Below is the code for the simulations and density plot.

# some packages
library(MASS)
library(tidyverse)
library(broom)
library(viridis)
library(scales)

# simulation function
lr_sim <-
function(N = 1000, # sample size
beta_0 = 1, # intercept
beta_group = 0.2, # effect of group
# covariate coefficients
beta_covar = c(0.7, 0.4, 0.2)) {
# create the predictors
# assuming independent standarised predictors
x_group = rep(0:1, each = N / 2) # control (0) vs treatment (1) flag

# covariance matrix for covariates
sigma <- matrix(c(1, 0.4, 0.3, 0.4, 1, 0.6, 0.3, 0.6, 1), nrow = 3)

# create the covariates
x_covar = mvrnorm(N, mu = rep(0, 3), Sigma = sigma)

# create the outcome variable by
# combining the data and the coefficients
# with some random noise added
engagement = beta_0 + x_group * beta_group + x_covar %*% beta_covar + rnorm(N)

# create a df from the data
df <- data.frame(engagement, x_group, x_covar)

# set the colnames
colnames(df) <- c('engagement', 'group', 'pre', 'time', 'spend')

# fit an linear regression and
# get a tidy df of the coeficients
coef_simple <- lm(engagement ~ group, data = df) %>%
tidy()

# do the same with covariates
coef_covar <- lm(engagement ~ ., data = df) %>%
tidy()

# combine the two dfs and filter to
# just include the row for the
# group effects
bind_rows(Simple = coef_simple,
Covariates = coef_covar,
.id = 'model') %>%
filter(term == 'group')
}

# call the simulation function 1,000 times
set.seed(2019)
sim_results <- map_df(1:1000, ~ lr_sim())

# plot densities for the estimates
sim_results %>%
ggplot() +
aes(estimate, color = model, fill = model) +
# geoms -----------------------------
geom_density(alpha = .4) +
geom_rug() +
geom_vline(xintercept = 0.2, linetype = 2) +
# annotations for labels ------------
annotate(
'text',
x = 0.375,
y = 5,
label = 'Model with covariates',
family = 'mono',
color = plasma(2, end = 0.6)[1],
fontface = 'bold'
) +
annotate(
'text',
x = 0,
y = 2,
label = 'Simple model' ,
family = 'mono',
color = plasma(2, end = 0.6)[2],
fontface = 'bold'
) +
# scales and theme ------------------
scale_x_continuous(breaks = seq(0, 0.4, by = 0.1)) +
scale_color_viridis_d(option = 'plasma', end = .6) +
scale_fill_viridis_d(option = 'plasma', end = .6) +
theme_minimal(base_family = 'mono') +
theme(legend.position = 'none',
panel.grid = element_blank()) +
# labels ----------------------------
labs(
x = 'Estimated treatment effect',
y = 'Density',
title = 'Distribution of estimates treatment effects',
subtitle = 'For a group-only vs a group + covariates model'
)

This code creates the second plot showing the paired estimates for each sample.

sim_results %>%
mutate(idx = rep(1:1000, each = 2)) %>%
ggplot() +
aes(fct_rev(model), estimate, group = idx) +
geom_line(alpha = .1, color = plasma(1, begin = 0.3)) +
geom_hline(yintercept = 0.2, linetype = 2) +
theme_minimal(base_family = 'mono') +
labs(x = 'Model',
y = 'Estimated treatment effect',
title = 'Treatments effects for the simple \nand covariate models',
subtitle = 'Each line is one of the 1,000 simulations')
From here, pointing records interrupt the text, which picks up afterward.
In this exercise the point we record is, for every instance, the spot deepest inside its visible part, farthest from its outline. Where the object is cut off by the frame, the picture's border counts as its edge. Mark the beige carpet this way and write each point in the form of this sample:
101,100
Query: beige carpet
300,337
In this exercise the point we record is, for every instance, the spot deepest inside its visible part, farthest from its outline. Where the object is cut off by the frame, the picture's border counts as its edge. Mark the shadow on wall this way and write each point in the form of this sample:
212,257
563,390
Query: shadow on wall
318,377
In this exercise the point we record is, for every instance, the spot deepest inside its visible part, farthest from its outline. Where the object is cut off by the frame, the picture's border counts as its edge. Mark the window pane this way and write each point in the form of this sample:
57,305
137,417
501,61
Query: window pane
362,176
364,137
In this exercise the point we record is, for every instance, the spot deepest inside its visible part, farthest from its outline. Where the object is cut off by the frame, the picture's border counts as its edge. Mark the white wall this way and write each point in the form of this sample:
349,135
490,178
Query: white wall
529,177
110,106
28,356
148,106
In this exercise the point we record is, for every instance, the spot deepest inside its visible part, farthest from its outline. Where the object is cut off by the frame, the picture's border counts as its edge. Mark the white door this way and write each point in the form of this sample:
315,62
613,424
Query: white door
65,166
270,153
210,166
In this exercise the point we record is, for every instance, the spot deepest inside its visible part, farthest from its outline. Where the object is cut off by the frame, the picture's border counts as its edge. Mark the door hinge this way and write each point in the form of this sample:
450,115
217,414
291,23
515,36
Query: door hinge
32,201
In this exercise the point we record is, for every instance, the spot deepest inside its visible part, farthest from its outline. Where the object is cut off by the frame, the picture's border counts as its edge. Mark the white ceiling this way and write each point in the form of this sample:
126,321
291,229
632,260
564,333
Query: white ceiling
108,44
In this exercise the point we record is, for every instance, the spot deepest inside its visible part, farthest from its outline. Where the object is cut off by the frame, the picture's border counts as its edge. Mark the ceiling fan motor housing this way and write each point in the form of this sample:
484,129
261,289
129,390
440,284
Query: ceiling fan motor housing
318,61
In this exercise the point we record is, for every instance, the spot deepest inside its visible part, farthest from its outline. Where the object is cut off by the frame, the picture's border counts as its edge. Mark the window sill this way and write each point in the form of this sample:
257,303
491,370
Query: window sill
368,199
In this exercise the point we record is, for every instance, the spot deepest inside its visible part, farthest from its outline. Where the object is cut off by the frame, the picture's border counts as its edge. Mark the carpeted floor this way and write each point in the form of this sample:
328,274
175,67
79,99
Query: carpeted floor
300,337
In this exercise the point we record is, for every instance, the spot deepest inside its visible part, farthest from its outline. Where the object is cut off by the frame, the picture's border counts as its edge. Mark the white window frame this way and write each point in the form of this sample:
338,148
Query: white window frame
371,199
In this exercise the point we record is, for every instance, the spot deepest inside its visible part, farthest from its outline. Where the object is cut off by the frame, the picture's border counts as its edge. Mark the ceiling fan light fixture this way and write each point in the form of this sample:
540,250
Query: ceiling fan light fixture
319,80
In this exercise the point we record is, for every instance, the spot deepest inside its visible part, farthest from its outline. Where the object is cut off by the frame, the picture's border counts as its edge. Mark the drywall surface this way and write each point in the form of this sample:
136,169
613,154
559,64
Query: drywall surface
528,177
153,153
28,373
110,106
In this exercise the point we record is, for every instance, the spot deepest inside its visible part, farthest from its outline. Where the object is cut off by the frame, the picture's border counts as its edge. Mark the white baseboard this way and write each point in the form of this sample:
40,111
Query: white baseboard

1. Analysis of such trials won’t be discussed here, but would probably be best suited to a multi-level model. We could also fit a multi-level model and post-stratify if the sample wasn’t stratified. I’m planning to talk about multi-level models and post-stratification in more detail in a future post.

2. More technically, the p-value for a difference test between treatment and control represents the probability of observing a test statistic as-or-more extreme than the one observed assuming there is no difference. But due to our randomisation we know already know the null (no difference) is true, so any significant difference is the result of chance.